Search code examples
pythondistributeddask

How to get information about a particular Dask task


I'm running into a problem whereby my distributed cluster appears to "hang" - e.g. tasks stop processing and hence a backlog of unprocessed tasks builds up so I'm looking for some way to help debug what's going on.

On the Client there's the processing method which will tell me what tasks are currently running on each worker but AFAICS that's the only info about the tasks available on the Client object?

What I'd like to to is to be able to query not just processing tasks, but all tasks including processed, processing and errored and for each task to be able to get some statistics such as submitted_time and completion_time which would allow me to find out what tasks are blocking the cluster.

This would be similar to the extended metadata on the ipyparallel.AsyncResult

A nice to have would be to to be able to get the args/kwargs for any give task too. This would be especially helpful in debugging failed tasks.

Is any of this functionality available currently or is there any way to get the info I'm after?
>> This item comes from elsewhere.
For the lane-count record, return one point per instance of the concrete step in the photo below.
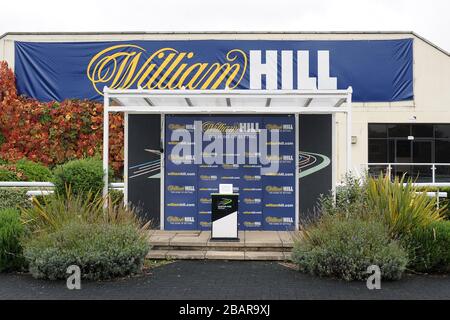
(224, 247)
(218, 255)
Any other suggestions on how to debug the problem would be greatly welcomed.


Solution

  • As of May 2017 no explicit "give me all of the information about a task" operation exists. However, you can use the client to investigate task state directly. This will require you to dive a bit into the information that the scheduler and worker track. See the following doc pages:

    To query this state I would use the Client.run_on_scheduler and Client.run methods. These take a function to run on the scheduler or workers respsectively. If this function includes a dask_scheduler or dask_worker argument then the function will be given the scheduler or worker object itself.

    def f(dask_scheduler):
        return dask_scheduler.task_state
    
    client.run_on_scheduler(f)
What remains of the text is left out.